Friday, February 10, 2012


Adam Echavarren, a junior at the University of Maryland, College Park who is currently majoring in Studio Art, wrote this entry. He is a new intern at Studio Gallery.

The history of Venice is inseperable from art, and Elizabeth Gruin-Howe’s La Bellissima gracefully continues this tradition. The show features hand-pulled screen prints of Venetian imagery, making use of mixed media and a variety of printing surfaces. Grusin-Howe’s use of wax and powder brings visual depth to her works; a quality lusted after by many printmakers. Grusin-Howe’s choice to manually print the imagery through a screen allows for heightened expression in the works. Whether referencing a world-renowned space, such as Basilica San Marco, or a more private one, as in Secret Garden, Grusin-Howe delivers energy and emotion foreign to digital prints.
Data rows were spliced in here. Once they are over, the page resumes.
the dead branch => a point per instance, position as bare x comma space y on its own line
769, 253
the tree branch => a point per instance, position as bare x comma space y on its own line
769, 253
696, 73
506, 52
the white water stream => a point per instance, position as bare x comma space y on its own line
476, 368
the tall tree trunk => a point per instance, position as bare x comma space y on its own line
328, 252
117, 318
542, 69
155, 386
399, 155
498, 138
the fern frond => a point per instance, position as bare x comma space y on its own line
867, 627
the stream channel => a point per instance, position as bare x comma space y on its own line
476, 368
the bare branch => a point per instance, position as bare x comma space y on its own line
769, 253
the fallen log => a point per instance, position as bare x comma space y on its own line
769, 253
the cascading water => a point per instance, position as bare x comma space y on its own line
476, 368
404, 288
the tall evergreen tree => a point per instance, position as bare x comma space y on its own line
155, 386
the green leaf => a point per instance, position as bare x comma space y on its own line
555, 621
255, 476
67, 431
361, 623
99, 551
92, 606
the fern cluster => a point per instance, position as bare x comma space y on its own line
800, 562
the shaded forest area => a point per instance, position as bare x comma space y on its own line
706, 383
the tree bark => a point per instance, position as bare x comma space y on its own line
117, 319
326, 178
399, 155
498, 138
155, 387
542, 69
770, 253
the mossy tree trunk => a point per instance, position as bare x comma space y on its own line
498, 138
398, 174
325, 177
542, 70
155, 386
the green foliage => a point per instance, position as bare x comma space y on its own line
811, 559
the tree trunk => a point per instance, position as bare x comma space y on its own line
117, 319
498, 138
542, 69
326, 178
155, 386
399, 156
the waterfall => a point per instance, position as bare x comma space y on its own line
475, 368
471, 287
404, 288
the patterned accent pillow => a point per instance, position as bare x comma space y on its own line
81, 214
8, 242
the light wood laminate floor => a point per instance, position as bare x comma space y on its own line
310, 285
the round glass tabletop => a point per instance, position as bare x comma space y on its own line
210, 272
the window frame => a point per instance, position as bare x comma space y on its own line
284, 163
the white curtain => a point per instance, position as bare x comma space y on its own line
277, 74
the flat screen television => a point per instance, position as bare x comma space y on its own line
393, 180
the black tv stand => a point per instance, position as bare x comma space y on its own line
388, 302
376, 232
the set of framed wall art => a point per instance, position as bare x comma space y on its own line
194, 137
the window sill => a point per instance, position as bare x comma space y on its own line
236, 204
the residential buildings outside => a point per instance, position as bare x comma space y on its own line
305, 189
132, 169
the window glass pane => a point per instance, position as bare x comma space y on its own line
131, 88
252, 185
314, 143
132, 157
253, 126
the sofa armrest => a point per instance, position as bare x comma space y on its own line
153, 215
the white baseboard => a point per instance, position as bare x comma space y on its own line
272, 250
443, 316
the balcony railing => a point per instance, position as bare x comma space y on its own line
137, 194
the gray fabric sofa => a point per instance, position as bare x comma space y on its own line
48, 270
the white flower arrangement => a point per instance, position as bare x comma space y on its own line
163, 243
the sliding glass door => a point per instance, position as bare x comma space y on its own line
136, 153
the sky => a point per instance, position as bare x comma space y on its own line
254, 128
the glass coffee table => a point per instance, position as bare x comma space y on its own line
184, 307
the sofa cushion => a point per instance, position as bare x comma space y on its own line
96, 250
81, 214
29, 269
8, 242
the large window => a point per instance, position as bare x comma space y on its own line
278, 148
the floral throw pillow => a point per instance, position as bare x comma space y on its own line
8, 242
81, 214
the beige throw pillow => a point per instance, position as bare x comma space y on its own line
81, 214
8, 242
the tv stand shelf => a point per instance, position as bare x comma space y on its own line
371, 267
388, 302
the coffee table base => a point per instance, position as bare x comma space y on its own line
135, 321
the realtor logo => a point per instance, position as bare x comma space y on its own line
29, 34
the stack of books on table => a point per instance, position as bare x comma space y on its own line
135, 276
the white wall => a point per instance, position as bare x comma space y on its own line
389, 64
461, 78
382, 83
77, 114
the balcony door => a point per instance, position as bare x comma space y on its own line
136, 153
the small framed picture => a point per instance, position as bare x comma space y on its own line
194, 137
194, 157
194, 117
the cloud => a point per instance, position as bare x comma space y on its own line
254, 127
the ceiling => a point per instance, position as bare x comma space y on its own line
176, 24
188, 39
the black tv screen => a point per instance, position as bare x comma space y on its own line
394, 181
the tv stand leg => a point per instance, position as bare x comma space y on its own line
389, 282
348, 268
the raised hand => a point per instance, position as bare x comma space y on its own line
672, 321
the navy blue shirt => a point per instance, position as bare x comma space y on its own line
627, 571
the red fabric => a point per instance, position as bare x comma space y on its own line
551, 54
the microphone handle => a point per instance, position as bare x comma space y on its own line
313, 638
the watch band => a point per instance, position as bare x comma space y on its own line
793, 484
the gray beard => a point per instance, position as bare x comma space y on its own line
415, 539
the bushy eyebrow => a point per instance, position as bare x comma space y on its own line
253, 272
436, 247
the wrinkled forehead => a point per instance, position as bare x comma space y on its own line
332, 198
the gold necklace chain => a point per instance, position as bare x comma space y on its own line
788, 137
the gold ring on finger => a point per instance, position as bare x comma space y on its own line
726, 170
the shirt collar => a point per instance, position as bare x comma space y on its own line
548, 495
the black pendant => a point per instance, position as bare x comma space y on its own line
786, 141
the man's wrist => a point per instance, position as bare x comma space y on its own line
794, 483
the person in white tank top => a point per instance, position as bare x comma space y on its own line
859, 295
Her playfulness with color and her willingness to be gestural with mixed media give the series an overwhelmingly experiential quality. Grusin-Howe is very much aware of this, and uses the ability to edition prints to her advantage.

By keeping the imagery constant and her printing techniques unpredictable, she can make each print in a given edition convey a unique tone. La Bellissima provides a unique vision of Venice that surpasses the limitations of photographical work, creating a dream-like space into which the viewer is cordially invited.